But it took until the beginning of June for Sharp to be confirmed as European champion.
She was in America when her mother called her to tell her the news, prompting her to burst into tears.
"I couldn't process it all," she told BBC Scotland.
"I don't know why I was crying - whether I was annoyed that she ruined the moment for me or happy that I had been upgraded, or sad that she had been cheating.
"It was probably confusion more than anything.
"I've been surprised how many people have been caught since London. I think WADA (the World Anti-Doping Agency) are doing a great job.
"It definitely tainted the moment but I still think my silver was a huge achievement in itself.
"I hope I get to keep the silver medal because it was the one I got on the day. It's really special to me; it's engraved."
Sharp's immediate target is to recover from a foot injury, on which she is receiving treatment at Loughborough.

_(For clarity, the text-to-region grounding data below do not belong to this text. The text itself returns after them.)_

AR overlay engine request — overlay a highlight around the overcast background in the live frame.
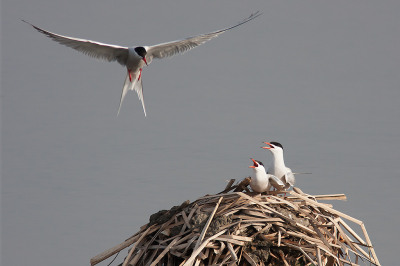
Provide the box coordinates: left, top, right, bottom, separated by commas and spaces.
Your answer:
2, 1, 400, 265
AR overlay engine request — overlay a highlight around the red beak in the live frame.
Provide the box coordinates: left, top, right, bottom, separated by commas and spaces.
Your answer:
261, 142, 272, 149
249, 158, 258, 168
143, 57, 148, 66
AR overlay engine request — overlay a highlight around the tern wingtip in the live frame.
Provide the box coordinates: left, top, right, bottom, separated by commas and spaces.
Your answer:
21, 19, 32, 25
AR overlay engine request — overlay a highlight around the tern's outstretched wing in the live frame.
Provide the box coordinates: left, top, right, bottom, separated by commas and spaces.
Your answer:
145, 12, 262, 63
23, 20, 129, 66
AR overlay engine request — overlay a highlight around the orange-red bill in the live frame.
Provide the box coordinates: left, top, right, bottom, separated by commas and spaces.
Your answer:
261, 142, 272, 149
249, 158, 258, 168
143, 58, 148, 66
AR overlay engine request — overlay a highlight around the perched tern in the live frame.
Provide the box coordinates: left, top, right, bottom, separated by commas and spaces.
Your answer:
22, 12, 262, 116
249, 158, 285, 193
261, 142, 295, 190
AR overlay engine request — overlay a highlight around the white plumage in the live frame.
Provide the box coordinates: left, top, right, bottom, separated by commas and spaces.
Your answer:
249, 158, 285, 193
262, 142, 295, 190
22, 12, 261, 116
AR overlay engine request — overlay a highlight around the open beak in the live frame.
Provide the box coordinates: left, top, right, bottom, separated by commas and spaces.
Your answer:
249, 158, 258, 168
143, 57, 148, 66
261, 142, 273, 150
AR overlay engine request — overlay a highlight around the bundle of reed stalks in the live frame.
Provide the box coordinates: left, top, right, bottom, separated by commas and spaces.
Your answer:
90, 179, 380, 266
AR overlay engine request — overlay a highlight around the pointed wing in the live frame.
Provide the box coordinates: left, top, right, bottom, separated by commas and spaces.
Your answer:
284, 168, 295, 188
145, 12, 262, 61
23, 20, 130, 66
117, 72, 146, 116
292, 173, 312, 175
268, 175, 285, 190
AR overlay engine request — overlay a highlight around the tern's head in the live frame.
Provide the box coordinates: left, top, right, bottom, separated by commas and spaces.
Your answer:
134, 46, 148, 66
261, 142, 284, 155
249, 158, 266, 172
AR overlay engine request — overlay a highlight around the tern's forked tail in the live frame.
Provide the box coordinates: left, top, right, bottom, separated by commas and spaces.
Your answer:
117, 71, 146, 117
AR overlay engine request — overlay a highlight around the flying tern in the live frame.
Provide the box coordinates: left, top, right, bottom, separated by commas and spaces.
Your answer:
249, 158, 285, 193
22, 12, 262, 116
261, 142, 295, 190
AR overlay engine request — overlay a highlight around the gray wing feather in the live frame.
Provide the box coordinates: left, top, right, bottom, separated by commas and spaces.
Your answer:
284, 168, 296, 189
268, 175, 285, 190
146, 11, 262, 60
23, 20, 129, 66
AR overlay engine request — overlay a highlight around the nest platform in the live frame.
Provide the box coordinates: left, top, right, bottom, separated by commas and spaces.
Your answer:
90, 179, 380, 266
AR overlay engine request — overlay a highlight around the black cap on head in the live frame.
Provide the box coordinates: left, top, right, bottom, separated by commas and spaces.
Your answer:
270, 142, 284, 151
256, 160, 264, 166
134, 46, 147, 58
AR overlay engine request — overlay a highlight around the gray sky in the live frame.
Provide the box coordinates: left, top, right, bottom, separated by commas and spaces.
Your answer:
2, 1, 400, 265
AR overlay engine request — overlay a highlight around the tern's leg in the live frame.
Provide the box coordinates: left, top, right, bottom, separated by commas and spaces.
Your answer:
138, 69, 142, 81
128, 69, 132, 82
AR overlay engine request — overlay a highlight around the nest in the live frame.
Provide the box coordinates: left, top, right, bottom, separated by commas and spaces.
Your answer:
90, 179, 380, 266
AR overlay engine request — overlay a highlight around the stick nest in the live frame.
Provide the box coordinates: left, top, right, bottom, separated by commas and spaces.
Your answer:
90, 179, 380, 266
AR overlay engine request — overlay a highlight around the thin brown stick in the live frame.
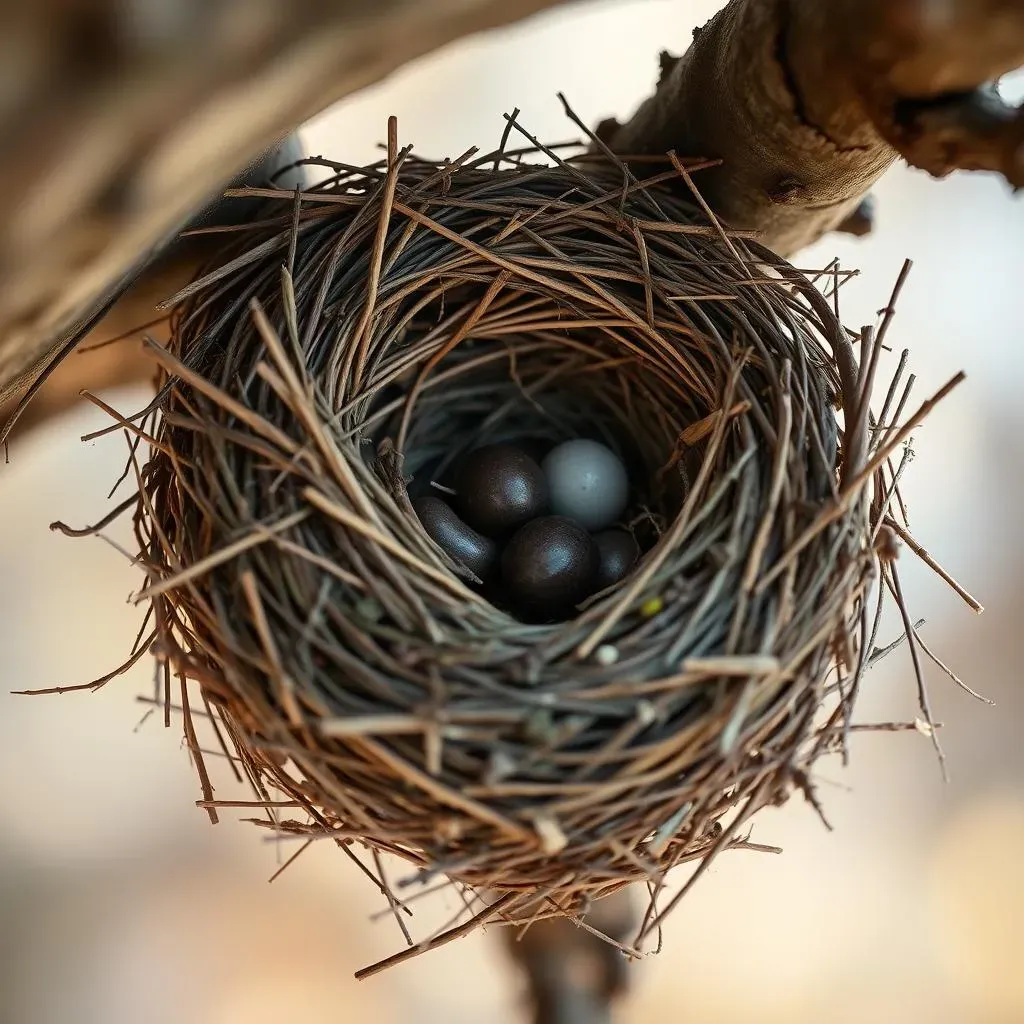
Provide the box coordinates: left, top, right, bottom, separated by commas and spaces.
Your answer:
354, 892, 519, 980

Thereafter, the focus for the Olympic semi-finalist is competing at Hampden in Glasgow's Commonwealth Games next summer.
She said: "I know I'm in really good shape, it's just being able to get out and run on it (her foot).
"London was unbelievable - the crowd, the noise. I've only watched the video of my semi-final once and I heard the crowd when I was introduced and it was unbelievable.
"It comes with a huge pressure to do a good job and Glasgow is going to be the same.
"I'd like to go and see Hampden once the track is down. I still see it as a football stadium.
"I hear the track is going to be raised and I'm keen to see how it's going to look."
Sharp's team-mate and Sharp is keen to be part of the quartet, with Lee McConnell, Kirsten McAlsan the likely other candidates.
"I need to get a few more 400m's in me. I'd love to get in that team but it's going to be tough," she said.
"With Eilidh alone we've got a huge start so it's just everyone raising their game and getting their times down and putting a good team together, which I certainly think is possible."